Case-based reasoning (CBR) is a kind of analogical reasoning that focuses on reasoning based on previous experience. A previous experience can play several roles, such as:
- suggesting a solution to a new problem or a way of interpreting a situation,
- warning of a problem that will arise, or
- allowing the potential effects of a proposed solution to be predicted.
These are the types of inference necessary for addressing the kinds of ill-defined or complex problems that occur every day in the workplace, at school, and at home. One might, for example, create a new recipe by adapting one made previously. To understand why someone's boss reacted a certain way, one might remember a situation when his own boss reacted similarly. People might persuade themselves that a strategic plan will work based on the similarities between their company's situation and that of another company that is progressing in a similar way.

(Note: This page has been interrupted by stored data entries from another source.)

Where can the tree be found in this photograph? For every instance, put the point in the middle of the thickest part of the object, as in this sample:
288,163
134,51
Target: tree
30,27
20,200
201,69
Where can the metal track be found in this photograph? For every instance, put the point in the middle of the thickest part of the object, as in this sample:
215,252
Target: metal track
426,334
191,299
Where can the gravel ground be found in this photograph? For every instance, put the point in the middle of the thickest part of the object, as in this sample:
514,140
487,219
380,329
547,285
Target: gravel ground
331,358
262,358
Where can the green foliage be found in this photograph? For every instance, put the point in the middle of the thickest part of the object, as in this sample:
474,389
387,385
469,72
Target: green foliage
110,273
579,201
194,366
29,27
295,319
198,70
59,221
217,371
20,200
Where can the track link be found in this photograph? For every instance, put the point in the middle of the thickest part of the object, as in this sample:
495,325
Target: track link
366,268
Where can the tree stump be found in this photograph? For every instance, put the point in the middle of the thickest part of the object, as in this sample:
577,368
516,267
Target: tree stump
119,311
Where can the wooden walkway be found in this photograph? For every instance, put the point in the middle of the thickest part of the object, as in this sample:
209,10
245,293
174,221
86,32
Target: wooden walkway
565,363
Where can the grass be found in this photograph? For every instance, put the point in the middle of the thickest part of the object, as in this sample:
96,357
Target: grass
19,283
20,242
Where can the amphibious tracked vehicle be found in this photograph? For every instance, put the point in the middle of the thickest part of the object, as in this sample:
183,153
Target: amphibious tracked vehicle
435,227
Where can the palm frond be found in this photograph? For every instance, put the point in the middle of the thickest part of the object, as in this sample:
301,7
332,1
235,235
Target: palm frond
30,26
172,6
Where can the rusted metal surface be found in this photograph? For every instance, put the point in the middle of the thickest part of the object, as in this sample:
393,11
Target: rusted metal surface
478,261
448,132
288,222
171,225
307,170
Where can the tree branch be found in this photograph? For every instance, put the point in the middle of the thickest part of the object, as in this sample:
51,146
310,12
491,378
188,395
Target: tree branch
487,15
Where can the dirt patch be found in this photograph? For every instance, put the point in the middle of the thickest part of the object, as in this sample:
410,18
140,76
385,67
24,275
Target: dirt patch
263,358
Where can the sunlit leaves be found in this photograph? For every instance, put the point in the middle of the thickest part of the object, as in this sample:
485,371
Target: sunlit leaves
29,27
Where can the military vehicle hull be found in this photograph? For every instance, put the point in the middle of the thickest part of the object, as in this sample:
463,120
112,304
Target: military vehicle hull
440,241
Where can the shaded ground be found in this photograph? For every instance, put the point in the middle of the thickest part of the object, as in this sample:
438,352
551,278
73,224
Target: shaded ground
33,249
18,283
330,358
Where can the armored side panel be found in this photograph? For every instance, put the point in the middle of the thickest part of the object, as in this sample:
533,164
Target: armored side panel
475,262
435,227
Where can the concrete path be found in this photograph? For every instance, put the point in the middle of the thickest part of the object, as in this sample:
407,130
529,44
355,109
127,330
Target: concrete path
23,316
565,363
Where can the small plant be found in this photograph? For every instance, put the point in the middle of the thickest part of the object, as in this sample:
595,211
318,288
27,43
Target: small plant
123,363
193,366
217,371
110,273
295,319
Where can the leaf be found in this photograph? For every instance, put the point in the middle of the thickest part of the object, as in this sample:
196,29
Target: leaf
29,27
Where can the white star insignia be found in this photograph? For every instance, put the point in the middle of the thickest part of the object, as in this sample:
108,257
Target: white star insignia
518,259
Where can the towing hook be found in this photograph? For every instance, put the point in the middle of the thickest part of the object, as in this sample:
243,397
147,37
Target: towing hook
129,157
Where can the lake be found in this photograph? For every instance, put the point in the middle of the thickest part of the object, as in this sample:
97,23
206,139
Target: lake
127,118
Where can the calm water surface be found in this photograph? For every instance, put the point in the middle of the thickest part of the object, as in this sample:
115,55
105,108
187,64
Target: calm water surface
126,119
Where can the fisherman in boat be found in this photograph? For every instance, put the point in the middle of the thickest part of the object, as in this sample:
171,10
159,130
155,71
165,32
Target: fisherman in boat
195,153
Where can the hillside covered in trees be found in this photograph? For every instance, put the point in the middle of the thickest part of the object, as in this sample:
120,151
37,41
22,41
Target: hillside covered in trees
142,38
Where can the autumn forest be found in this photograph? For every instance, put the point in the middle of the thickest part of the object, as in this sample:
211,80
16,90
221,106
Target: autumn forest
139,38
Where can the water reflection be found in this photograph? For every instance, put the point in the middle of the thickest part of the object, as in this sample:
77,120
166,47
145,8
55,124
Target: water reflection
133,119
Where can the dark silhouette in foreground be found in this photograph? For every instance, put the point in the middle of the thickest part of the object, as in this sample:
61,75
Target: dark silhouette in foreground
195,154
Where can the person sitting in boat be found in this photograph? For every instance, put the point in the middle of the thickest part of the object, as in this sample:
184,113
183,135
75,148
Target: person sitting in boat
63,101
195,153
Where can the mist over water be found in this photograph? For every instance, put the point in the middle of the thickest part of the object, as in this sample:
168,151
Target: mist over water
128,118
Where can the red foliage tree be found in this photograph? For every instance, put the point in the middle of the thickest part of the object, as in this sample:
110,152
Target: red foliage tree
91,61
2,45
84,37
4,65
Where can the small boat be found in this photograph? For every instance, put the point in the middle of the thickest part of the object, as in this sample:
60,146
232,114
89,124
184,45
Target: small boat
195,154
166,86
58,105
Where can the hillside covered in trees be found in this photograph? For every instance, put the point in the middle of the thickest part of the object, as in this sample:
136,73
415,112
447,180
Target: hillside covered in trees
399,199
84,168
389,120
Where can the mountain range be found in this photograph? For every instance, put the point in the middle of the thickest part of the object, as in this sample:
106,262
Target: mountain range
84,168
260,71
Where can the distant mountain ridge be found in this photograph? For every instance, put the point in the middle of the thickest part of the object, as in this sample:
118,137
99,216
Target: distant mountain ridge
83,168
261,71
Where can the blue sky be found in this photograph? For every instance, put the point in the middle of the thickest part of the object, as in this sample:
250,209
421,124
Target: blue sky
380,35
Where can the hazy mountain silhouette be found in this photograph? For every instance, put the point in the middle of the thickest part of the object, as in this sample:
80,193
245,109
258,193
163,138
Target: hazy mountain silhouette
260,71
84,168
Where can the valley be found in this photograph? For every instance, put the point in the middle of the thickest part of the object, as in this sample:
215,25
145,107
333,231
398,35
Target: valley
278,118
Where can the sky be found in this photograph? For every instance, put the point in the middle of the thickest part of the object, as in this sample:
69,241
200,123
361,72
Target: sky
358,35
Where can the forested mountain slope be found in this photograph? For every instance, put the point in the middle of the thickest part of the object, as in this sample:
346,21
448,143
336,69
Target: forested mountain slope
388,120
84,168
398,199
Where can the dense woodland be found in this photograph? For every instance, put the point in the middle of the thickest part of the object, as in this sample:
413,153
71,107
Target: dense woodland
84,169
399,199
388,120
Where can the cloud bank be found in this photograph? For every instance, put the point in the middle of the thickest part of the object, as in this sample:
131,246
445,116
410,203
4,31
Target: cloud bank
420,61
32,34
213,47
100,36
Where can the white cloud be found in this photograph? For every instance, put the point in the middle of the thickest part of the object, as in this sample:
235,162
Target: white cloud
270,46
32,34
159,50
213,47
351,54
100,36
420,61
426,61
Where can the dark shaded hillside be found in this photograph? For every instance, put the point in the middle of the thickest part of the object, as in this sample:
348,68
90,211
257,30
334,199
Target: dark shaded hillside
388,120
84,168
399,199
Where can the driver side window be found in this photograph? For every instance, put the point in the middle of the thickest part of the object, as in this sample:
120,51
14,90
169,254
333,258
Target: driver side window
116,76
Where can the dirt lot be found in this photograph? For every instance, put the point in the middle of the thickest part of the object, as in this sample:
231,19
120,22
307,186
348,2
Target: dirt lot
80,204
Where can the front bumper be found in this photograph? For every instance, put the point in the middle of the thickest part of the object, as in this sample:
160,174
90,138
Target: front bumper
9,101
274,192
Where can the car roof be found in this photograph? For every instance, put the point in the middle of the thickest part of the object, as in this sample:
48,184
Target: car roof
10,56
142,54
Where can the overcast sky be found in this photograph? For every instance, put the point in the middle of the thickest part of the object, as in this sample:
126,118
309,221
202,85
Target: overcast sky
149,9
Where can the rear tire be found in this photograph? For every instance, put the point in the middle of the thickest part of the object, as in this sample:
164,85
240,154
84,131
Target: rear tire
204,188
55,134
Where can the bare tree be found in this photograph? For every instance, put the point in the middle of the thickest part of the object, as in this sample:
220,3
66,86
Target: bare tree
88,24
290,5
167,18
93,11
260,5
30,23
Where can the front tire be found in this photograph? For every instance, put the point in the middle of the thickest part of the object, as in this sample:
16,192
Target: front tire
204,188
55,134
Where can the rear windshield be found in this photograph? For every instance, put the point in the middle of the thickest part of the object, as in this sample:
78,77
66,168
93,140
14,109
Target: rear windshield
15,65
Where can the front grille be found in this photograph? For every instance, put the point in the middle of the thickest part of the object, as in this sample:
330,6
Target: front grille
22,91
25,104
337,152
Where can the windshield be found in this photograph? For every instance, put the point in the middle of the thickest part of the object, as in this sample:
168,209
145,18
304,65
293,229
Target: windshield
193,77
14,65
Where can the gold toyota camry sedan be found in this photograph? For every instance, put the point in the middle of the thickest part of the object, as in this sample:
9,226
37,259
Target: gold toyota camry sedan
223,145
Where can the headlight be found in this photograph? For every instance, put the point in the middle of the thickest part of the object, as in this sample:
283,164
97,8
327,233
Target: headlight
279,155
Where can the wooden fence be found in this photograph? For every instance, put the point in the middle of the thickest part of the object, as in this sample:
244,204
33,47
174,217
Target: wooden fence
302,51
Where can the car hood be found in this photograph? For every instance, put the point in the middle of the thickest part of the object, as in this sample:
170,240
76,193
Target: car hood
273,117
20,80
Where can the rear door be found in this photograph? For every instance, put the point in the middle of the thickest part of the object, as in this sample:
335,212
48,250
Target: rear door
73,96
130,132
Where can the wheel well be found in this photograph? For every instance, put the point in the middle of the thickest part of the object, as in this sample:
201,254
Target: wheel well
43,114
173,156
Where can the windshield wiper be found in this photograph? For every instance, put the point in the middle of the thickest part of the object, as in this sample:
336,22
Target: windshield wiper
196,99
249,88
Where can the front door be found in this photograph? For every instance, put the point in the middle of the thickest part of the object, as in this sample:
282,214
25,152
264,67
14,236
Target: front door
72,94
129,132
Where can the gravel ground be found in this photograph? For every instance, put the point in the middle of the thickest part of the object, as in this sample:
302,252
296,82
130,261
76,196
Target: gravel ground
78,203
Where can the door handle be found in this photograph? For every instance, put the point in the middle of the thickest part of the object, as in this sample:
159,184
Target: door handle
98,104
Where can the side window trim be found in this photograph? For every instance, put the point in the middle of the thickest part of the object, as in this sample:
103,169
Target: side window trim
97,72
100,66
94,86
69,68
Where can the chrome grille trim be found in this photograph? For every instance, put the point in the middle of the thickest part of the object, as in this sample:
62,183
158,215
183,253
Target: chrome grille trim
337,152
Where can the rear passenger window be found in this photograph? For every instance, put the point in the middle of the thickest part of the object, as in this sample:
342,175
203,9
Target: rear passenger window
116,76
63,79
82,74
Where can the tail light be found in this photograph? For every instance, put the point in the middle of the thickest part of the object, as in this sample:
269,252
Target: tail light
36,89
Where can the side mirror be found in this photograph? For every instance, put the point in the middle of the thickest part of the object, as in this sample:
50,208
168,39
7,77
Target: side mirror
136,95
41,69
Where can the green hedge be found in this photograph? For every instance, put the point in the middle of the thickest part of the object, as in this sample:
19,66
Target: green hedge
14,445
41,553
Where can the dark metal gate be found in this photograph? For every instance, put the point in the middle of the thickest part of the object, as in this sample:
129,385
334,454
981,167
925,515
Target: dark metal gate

Case-based reasoning views analogical reasoning as the centerpiece of the ability to function as human beings. It posits that the most natural and powerful learning strategies are the automatic ones that situate learning in real-world experience. Previous experience and knowledge are naturally brought to bear in interpreting new situations, trying to explain when things are not as expected (based on the predictions made by previous experiences and knowledge), drawing conclusions based on explanations and on similarities between situations, and anticipating when some new thing just learned might be applicable. To do these things automatically there must be some internal processes and representations that allow a new experience to call up similar ones from memory.
Key to such reasoning is a memory that can access the right experiences (cases) at the times they are needed (the indexing problem). Case-based reasoning identifies two sets of procedures that allow such recognition to happen. First, at insertion (encoding) time, while engaging in an experience, a reasoner interprets the situation and identifies at least some of the lessons it can teach and when those lessons might most productively be applied. The case is labeled according to its applicability conditions, that is, the circumstances in which it ought to be retrieved. The most discriminating labels on a case will be derived by a reasoner who has taken the time and effort, and who has the background knowledge, to carefully analyze a case's potential applicability. Second, at retrieval time, while engaging in a new situation, a reasoner uses his or her current goals and understanding of the new situation as a probe into memory, looking for cases that are usefully similar to the new one. The extent to which a reasoner is willing or able to interpret the new situation determines the quality of the probe into memory. An uninterpreted situation is likely to yield poorer access to the contents of memory than is one that is more embellished. The more creative a reasoner is at interpreting a situation, the more likely he or she is to find relevant knowledge and experience to use in reasoning about it.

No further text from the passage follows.